Her own entry into quilting was almost an end-run around her mother, who as an emigrant from Poland working in a clothing factory, associated the act of sewing with "death and poverty." But at age 24, with the first money she'd earned, Grossman bought a sewing machine anyway.
She made her own clothes; in her early 30s she made her first quilts. But her career didn't allow much time for sewing, so it wasn't until she moved to the Bay Area - to Menlo Park - that she had time to do so again. She joined the Peninsula Quilters; when she moved to Tiburon she joined the Heritage Quilters in Berkeley. She showed her quilts - "Amish-type quilts, pretty traditional but bordering on the abstract" - and was surprised when the Faultline group invited her to join.
She has been a member for five years. "These women are very artistic, very loving," she says. They meet once a month at the studio of member Karin Lusnak in Berkeley, "a graduate biologist who decided to become an artist."

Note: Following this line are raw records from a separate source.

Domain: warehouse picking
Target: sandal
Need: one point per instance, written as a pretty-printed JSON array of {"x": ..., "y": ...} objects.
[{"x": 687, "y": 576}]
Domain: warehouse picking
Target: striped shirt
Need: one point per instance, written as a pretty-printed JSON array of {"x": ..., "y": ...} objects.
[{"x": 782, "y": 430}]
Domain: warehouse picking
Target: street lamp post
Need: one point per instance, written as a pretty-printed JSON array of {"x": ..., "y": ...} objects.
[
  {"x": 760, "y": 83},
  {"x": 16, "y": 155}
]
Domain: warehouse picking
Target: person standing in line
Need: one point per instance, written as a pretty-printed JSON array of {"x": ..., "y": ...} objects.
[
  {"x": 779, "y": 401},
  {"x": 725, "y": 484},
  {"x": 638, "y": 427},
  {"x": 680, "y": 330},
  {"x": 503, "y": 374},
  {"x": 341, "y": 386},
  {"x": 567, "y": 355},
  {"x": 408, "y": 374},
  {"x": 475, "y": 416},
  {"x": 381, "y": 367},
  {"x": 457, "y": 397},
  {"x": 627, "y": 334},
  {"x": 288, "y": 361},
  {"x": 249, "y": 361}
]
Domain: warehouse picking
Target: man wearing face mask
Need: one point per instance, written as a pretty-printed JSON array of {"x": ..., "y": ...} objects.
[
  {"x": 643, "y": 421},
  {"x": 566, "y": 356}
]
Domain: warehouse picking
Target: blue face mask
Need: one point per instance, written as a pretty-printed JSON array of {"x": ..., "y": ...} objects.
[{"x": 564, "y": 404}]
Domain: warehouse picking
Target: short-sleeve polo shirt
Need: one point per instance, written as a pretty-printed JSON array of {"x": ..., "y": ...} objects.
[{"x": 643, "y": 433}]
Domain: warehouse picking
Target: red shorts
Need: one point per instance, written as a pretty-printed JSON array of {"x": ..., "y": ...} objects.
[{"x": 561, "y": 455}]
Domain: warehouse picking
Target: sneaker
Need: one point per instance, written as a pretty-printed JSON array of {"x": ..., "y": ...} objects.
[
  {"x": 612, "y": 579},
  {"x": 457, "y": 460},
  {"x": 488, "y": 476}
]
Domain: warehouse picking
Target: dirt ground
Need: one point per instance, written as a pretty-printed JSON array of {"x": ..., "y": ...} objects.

Other members include Gerrie Peterson of Point Richmond, who points out, in the film, that she was born "on a chicken ranch in San Rafael." Filming the women and their stories has given Grossman great satisfaction, she says, as she shows snippets of her film on the bank of monitors and editing machines that fill her home studio.
"There has been an enormous learning curve," she says.
With one film completed, ideas are "just bursting" to come out, she says. Financing is always a problem, she adds, especially when the topic fails to address a social problem, a popular theme.
But she expects to persist. "Making films was my dream, and I'm having a great time doing it."